6. En quatrième et dernier lieu, en soutenant, sans autres précisions, que ces mesures sont injustifiées et à supposer qu'il ait ainsi entendu viser les sommes surlignées sur ses fiches de paie, M. A ne démontre pas, ainsi qu'il lui incombe, que l'autorité administrative a commis une faute en procédant à ces régularisations.

7. Il résulte de ce qui précède qu'à défaut d'établir la réalité d'une faute imputable à l'autorité administrative, M. A n'est pas fondé à demander la condamnation de l'Etat à lui verser la somme de 3 214,35 euros, en réparation de préjudices financiers et moraux.

8. Le présent jugement rejetant les conclusions indemnitaires de M. A, il n'implique aucune mesure d'exécution.
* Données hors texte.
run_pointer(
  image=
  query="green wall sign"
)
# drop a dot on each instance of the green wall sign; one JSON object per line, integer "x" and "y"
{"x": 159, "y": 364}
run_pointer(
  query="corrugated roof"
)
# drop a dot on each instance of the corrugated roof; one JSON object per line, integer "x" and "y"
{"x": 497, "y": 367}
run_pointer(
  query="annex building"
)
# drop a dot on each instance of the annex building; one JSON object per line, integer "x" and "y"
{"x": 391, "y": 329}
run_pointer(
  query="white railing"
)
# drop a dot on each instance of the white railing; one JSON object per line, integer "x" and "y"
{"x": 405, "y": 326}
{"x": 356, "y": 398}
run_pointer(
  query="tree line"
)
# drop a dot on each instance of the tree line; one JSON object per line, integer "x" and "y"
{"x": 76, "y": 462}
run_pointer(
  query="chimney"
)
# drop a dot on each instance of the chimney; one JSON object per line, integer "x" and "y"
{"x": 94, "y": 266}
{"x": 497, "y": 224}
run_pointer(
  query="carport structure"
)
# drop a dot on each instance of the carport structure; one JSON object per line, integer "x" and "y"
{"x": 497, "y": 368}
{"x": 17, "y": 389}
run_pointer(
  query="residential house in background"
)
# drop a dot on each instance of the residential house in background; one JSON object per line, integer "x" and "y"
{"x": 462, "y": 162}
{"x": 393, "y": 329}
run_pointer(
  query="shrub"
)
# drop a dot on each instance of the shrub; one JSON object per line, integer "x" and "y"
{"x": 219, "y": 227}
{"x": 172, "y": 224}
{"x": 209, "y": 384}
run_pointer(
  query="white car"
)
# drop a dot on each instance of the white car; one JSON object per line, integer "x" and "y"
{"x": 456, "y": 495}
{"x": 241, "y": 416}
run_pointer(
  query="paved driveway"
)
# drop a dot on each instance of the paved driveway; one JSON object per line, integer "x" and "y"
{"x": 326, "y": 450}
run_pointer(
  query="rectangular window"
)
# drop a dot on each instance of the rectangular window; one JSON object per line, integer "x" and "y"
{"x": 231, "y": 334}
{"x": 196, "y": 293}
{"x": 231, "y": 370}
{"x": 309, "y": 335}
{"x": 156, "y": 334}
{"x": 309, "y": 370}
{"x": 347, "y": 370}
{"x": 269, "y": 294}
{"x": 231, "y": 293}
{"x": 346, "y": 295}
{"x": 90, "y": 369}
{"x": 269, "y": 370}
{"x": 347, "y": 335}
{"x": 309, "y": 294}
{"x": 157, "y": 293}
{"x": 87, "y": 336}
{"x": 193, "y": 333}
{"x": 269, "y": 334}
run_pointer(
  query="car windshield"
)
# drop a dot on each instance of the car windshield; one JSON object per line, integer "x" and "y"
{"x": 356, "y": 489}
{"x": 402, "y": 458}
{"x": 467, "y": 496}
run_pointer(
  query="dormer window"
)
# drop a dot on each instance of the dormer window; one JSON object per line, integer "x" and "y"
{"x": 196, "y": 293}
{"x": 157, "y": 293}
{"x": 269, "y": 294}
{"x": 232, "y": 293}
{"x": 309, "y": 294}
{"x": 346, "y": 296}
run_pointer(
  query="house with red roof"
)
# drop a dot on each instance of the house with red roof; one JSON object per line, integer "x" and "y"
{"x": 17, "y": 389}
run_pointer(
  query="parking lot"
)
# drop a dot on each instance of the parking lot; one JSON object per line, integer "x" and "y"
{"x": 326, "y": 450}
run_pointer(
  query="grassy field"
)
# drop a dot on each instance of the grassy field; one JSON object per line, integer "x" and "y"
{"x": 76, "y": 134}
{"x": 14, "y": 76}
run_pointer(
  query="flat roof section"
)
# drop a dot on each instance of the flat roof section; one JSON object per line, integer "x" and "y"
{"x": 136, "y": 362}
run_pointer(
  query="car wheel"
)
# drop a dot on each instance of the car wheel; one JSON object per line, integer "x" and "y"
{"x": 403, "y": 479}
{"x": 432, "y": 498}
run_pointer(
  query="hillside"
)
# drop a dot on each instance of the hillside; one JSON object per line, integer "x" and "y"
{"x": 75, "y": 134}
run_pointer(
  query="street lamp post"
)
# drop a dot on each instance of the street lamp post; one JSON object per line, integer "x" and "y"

Par suite, ses conclusions à fin d'injonction sous astreinte doivent être rejetées.

9. Enfin, les dispositions de l'article L. 761-1 du code de justice administrative font obstacle à ce que soit mise à la charge de l'Etat, qui n'est pas la partie perdante, une somme au titre des frais exposés par M. A.

D E C I D E :

Article 1er : La requête de M. A est rejetée.

Article 2 : Le présent jugement sera notifié à M. B A et au garde des sceaux, ministre de la justice.

Délibéré après l'audience du 20 février 2025 à laquelle siégeaient :

Mme Bentéjac, présidente,

Mme Corvellec, première conseillère,

M. Nivet, conseiller.

Rendu public par mise à disposition au greffe le 20 mars 2025.

La rapporteure,

S. CORVELLEC

La présidente,

C. BENTÉJAC La greffière,

C. PETIT

La République mande et ordonne au garde des sceaux, ministre de la justice en ce qui le concerne ou à tous commissaires de justice à ce requis en ce qui concerne les voies de droit commun contre les parties privées de pourvoir à l'exécution de la présente décision.